Not much hope for a commercial crab season
For the second winter in a row crab fishing prospects in the Norton Sound Region look bleak. The commercial season start date is February 1 but the lack of legal size male Red King crab makes it unlikely there will be many fishing. NSEDC has announced it will not be buying crab.
“We’re in the downward spiral but now we’re coming back up,” said Jim Menard of the Alaska Department of Fish and Game. “That was forecast that it was coming down. Now it’s starting to come back.” The trawl surveys, which are done every August, gather the data used to determine the status of the crab stocks.
“They can see about three or four years into the future with the trawl surveys and so forth but there are several confounding factors,” said retired fish biologist Charlie Lean. “Currently there are very few legal size crab available. So, the advisory committee and the Regional Advisory Council, the federal equivalent of the state advisory committee, have both opposed a commercial fishery. As a consequence the NSEDC board heard our concerns and agreed that they would not buy crab this winter for the second year in a row due to inadequate numbers of marketable, legal crab.”
“The legal male crab were at a low point last year, not the crab,” added Lean. “There were a bunch of females, and still are quite a few sublegal males.”
“Right now it’s just subsistence,” said Menard. “Last year we had just a few who signed up to be catcherseller.”
Charlie Lean explained that nobody will be going out to catch crab for two reasons. First, only one in five crabs in a pot would be legal to sell. That is the current ratio of legal crab to ones which aren’t legal. When the seafood plants are buying they don’t want to buy the small legals. They want five-inch crab. So that means that they won’t be buying approximately half an age class. A fisherman looking to find five-inch crab in his pots will be finding only one crab in ten to be legal. “It’s economically inefficient,” said Lean. “It’s also biologically really stupid. Because in the winter nearly all the crab that are handled eventually die after being returned to the water. The reason is that they freeze. The dead loss in the winter commercial fishery is terrible. In the subsistence fishery people keep smaller crab and it’s legal. So the dead loss is minimal.”
Secondly, the sea ice so far this winter is rough and unstable, according to Lean. It’s easy to lose pots.
Big crab are important in the subsistence fishery also. Historically the subsistence fishery takes about one percent of the harvestable crab.
People are catching tomcods and Dolly Varden, “They catch Dollies through the ice,” said Lean. A popular spot is on the Nome River about half a mile up from the Fort Davis Bridge. “Almost any day you can find people fishing there.”

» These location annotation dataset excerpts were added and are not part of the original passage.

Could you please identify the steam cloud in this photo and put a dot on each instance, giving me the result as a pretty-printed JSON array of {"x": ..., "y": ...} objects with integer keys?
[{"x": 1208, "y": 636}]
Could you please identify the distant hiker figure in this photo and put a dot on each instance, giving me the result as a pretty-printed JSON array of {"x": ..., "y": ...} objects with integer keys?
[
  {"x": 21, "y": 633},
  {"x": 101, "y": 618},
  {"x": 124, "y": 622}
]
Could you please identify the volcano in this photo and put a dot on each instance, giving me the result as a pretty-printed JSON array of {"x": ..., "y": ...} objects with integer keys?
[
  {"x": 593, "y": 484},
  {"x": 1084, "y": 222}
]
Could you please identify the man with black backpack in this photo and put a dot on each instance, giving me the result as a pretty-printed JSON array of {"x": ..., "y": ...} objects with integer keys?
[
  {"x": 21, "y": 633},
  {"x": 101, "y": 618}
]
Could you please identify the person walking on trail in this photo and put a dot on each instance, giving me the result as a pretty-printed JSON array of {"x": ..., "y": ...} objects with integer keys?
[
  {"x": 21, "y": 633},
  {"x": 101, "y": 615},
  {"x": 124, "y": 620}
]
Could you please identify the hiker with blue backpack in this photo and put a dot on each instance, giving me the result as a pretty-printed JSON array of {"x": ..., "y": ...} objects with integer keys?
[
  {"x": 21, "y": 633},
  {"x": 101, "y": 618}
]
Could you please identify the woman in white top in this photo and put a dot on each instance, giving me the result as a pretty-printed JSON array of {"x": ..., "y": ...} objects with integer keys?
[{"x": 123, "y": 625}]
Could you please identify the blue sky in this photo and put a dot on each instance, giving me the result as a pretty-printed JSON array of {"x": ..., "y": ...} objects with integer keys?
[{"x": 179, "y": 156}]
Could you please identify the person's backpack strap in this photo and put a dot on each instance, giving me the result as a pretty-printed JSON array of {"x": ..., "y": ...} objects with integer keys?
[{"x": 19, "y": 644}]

Commercial fisherman Adem Boeckman reports there’s plenty of talk going on but not much fishing. “There’s talk on whether or not the crab stocks have rebounded enough to have an effective fishery.”
What are the fishermen doing? “They’re going broke,” said Boeckman. “it’s really hard times, especially with the salmon crashing. Some of the fishermen were able to make a little up with salmon the summer before last. But last summer the salmon fishery was a disaster also.”